September 26, 2015

"The Legend of Georgia McBride" is a Hoot

Sometimes even a serious theatergoer just wants to have fun. At least that's what I was hoping to do when I headed off to see the MCC Theater production of The Legend of Georgia McBride. And that's exactly what I—and, judging by the volume of the laughter—everyone else at the Lucille Lortel Theatre had the night I saw this big-hearted show about a straight guy who finds happiness when he becomes a drag queen.

It's also pretty obvious that playwright Matthew Lopez, the author of The Whipping Man, a dour Civil War drama; and a writer for the overly earnest HBO series "The Newsroom," had a helluva good time when he wrote Georgia McBride.

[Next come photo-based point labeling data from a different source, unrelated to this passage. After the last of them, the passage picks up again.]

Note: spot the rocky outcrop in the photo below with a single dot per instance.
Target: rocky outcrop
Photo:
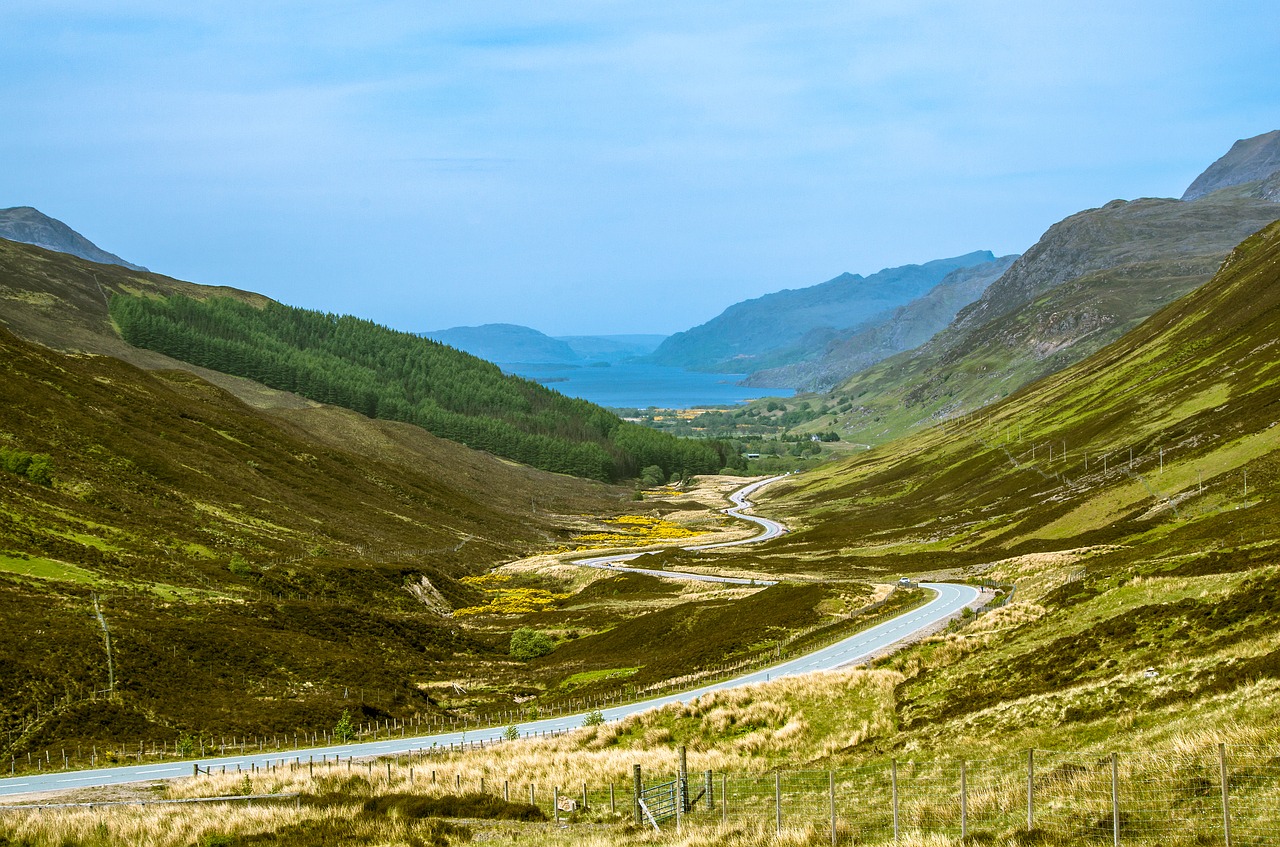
(32, 227)
(1248, 160)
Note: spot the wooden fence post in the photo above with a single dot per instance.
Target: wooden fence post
(1226, 793)
(1031, 790)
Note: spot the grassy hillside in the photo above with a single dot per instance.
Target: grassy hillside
(251, 576)
(71, 303)
(1088, 280)
(1144, 616)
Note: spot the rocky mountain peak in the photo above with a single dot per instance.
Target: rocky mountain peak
(1248, 160)
(32, 227)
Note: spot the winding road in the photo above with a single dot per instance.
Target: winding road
(950, 600)
(771, 530)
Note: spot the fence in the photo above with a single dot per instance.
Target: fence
(1224, 795)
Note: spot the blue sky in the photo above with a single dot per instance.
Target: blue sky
(604, 166)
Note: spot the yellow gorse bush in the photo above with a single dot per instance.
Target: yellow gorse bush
(485, 580)
(632, 529)
(513, 601)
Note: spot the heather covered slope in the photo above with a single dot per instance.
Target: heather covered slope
(1088, 280)
(69, 303)
(1193, 393)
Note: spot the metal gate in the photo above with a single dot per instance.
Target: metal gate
(658, 802)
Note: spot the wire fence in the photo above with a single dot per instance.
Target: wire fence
(1221, 795)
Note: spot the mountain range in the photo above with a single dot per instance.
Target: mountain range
(1089, 279)
(266, 561)
(515, 344)
(784, 326)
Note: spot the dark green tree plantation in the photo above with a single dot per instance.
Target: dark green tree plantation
(400, 376)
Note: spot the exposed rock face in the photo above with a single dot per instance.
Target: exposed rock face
(32, 227)
(1248, 160)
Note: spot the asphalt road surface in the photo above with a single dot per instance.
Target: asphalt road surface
(854, 650)
(769, 530)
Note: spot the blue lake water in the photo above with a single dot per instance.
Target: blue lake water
(635, 385)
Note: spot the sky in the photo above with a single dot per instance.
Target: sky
(604, 168)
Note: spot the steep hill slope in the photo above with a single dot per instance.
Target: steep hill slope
(1130, 498)
(254, 577)
(1089, 279)
(32, 227)
(504, 343)
(1248, 160)
(760, 333)
(73, 305)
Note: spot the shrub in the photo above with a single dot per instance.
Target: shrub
(344, 729)
(529, 644)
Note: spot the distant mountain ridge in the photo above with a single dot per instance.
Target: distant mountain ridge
(32, 227)
(1089, 278)
(784, 326)
(905, 328)
(1248, 160)
(512, 344)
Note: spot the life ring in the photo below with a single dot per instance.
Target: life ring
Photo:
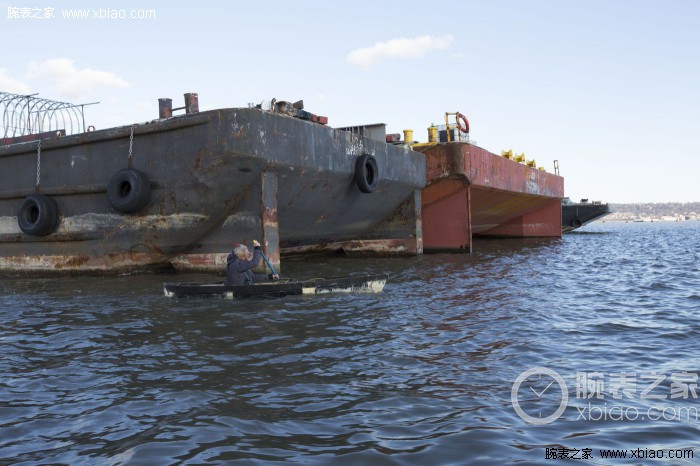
(366, 173)
(462, 119)
(38, 215)
(129, 190)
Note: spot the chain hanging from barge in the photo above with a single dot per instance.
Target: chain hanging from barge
(25, 115)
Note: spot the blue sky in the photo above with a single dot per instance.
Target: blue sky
(611, 88)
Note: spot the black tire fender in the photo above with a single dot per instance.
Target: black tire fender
(366, 173)
(38, 215)
(129, 190)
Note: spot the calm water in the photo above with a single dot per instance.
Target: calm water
(108, 371)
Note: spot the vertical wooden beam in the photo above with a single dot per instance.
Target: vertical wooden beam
(270, 226)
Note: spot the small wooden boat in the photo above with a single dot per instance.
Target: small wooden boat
(279, 288)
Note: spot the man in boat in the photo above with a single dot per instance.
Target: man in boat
(241, 261)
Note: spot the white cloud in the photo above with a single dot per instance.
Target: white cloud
(72, 82)
(12, 85)
(401, 48)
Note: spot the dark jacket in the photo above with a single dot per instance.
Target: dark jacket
(239, 271)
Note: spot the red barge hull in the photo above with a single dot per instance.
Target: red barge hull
(472, 192)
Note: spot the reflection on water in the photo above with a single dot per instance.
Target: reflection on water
(108, 371)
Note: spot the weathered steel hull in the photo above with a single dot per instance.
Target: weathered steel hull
(216, 177)
(576, 215)
(472, 192)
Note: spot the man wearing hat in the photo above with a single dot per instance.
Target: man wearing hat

The show opens as Casey, an Elvis impersonator, is performing his act at a dinky bar on the Florida Panhandle. Casey's got the king's lip snarl and hip swivel down pat but what he doesn't have is a paying audience and so his boss brings in another act, a pair of drag queens named Tracy and Rexy (short for Anorexia Nervosa) and demotes Casey to bartender and general gofer.

The bad news keeps coming. At home, Casey's wife Jo, with whom he's madly in love, tells him that the rent check bounced and that her pregnancy test is positive. So Casey, in desperate need of keeping his job, has little choice when an intoxicated Rexy can't perform one night and he's drafted to replace her.

He's wobbly at first but quickly finds that the high-heel shoes fit. Under Tracy's nurturing tutelage, Casey takes on the drag personae of Georgia McBride and their show begin to pack the bar. Soon Casey's loving the attention he's finally getting and the money he's now earning. The only problem is that he doesn't want Jo to know how he's earning their living or how much he's enjoying what he's doing.

Sprinkled throughout this narrative are full-on numbers from the drag show; what seems to be a "Priscilla, Queen of the Desert" homage is deliciously over-the-top. Lopez also supplies a steady stream of belly-laugh-inducing one-liners. And, under the snappy direction of Mike Donahue, all the performances are delightful.

Dave Thomas Brown is particularly appealing as Casey and he and Afton Williamson's Jo make an adorable, and believable, couple. Plus he's a great-looking drag queen.

But it's Matt McGrath who steals the show as the sagacious Tracy, a drag show vet who has learned over the years that you have to grab your joy where and when you can and to temper the joyless times with a wry quip (click here to read a profile of the actor).

You could easily come out of this show, which ends it run Oct. 11, with some thoughts about the changing definitions of manhood in 21st century America whirling around your head. But you're even more likely to walk away, as I did, with a big grin on your face.